My understanding of Convention-T (and material adequacy) is as follows.
Consider the sentence ‘Schnee ist weiß’. Our intuition tells us that this sentence is true iff snow really is white. Material adequacy requires the definition (of what it takes for this sentence to be true) to conform to this intuition, and Tarski’s way to satisfy this is with Convention-T, an instance would be like this: ‘Schnee ist weiß’ is true iff snow is white. Clearly, there are infinitely many true sentences in L, thus this convention has infinitely many instances and take the general form: True(s) iff p, where s is the name of a sentence in L formed by adding quotation marks around it (e.g. ‘Schnee ist weiß’), p is a translation of s in M (e.g. snow is white), and True() is the truth predicate.
And I understand the T-schema to be an inductive definition of truth.

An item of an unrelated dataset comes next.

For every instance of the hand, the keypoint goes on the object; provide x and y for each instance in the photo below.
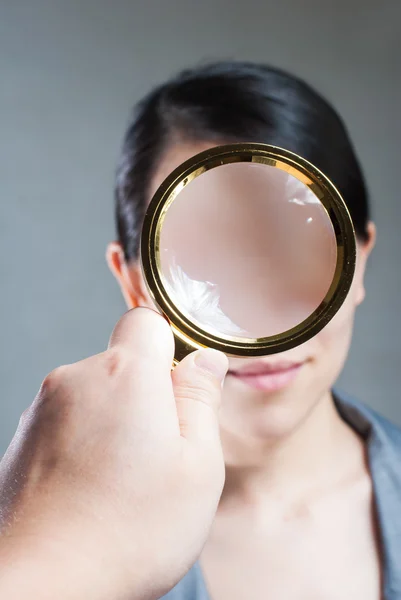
(113, 478)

If P: Schnee ist weiß, then snow is white iff 'Schnee ist weiß' is true, i.e. P ⟷ True("P").
Inductively we can go onto define truth for more complicated sentences, e.g. P∧Q⟷ True("P") and True("Q").

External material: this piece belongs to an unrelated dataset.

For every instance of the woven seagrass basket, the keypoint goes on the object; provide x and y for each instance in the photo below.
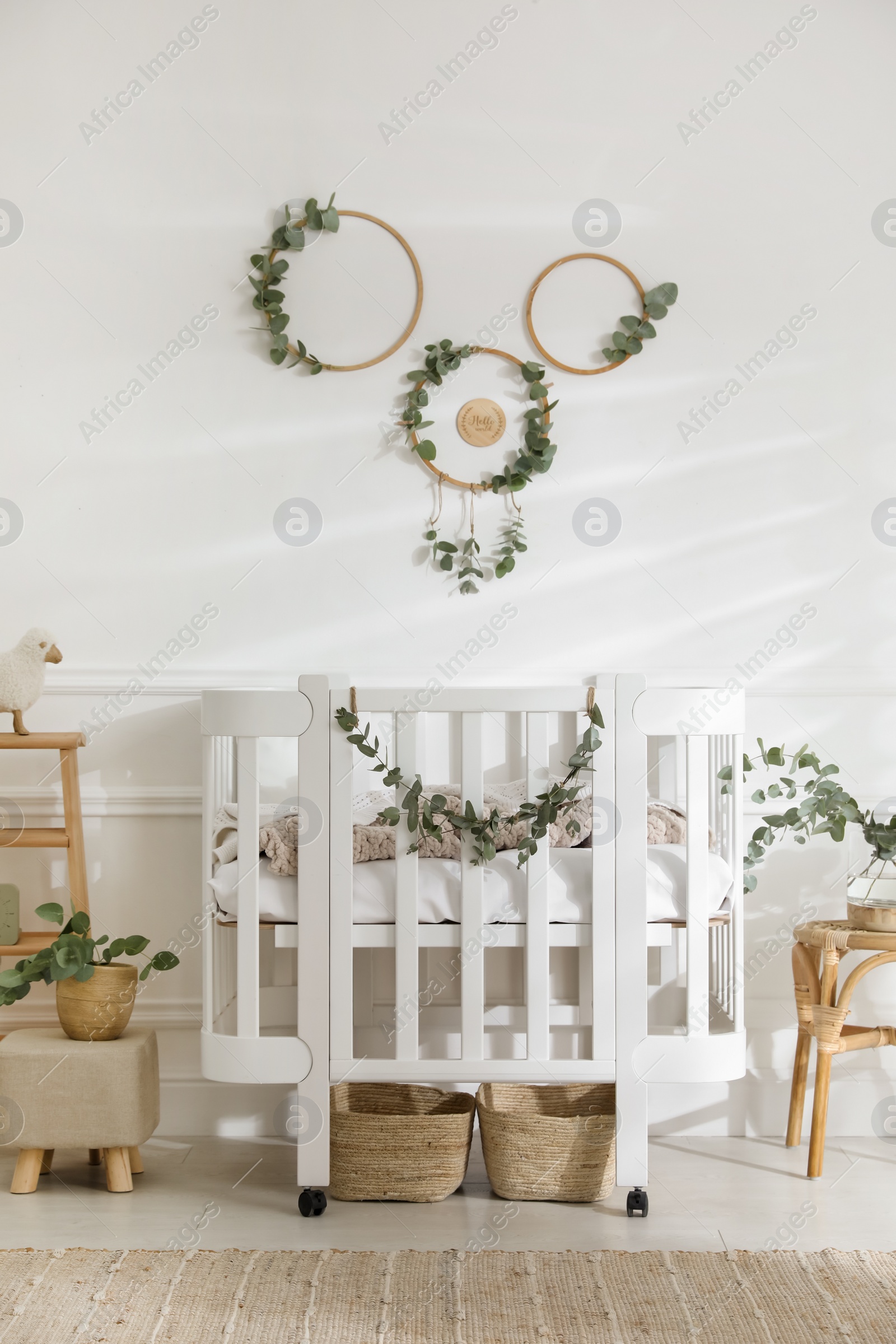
(398, 1141)
(550, 1141)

But then it would seem that the T-schema just is Convention-T.
In the SEP, T-schema and Convention-T are regarded as the same:
Tarski gives a number of conditions that, as he puts it, any adequate definition of truth must satisfy. The central of these conditions is what is now most often referred to as Schema T (or the T-schema or Convention T or the Tarski biconditionals) - https://plato.stanford.edu/entries/self-reference/#ConSemPar
But at the same time, it seems that Putnam disagrees:
In his paper "Naturalism, Realism, and Normativity" published recently in the Journal of the American Philosophical Association, the late Hilary Putnam does an admirable job of disentangling Tarski's Convention-T from Tarski's T-Schema. For too long, orthodox interpretations of Tarski's theory of truth have accepted that Convention-T and the material adequacy condition are the same, indistinguishable from one another. Putnam seems to suggest an alternative to the orthodox interpretation that captures the distinction between the formal semantic theory of truth that Tarski went to great lengths to uncover in his work and the ordinary non-technical notion of truth he left aside because it was too ambiguous for us to make any headway. - https://www.josephulatowski.net/post/2018/01/06/convention-t-and-the-t-schema
So it would seem that there are those who think that the T-schema and Convention-T are not the same. But is this a general consensus among philosophers?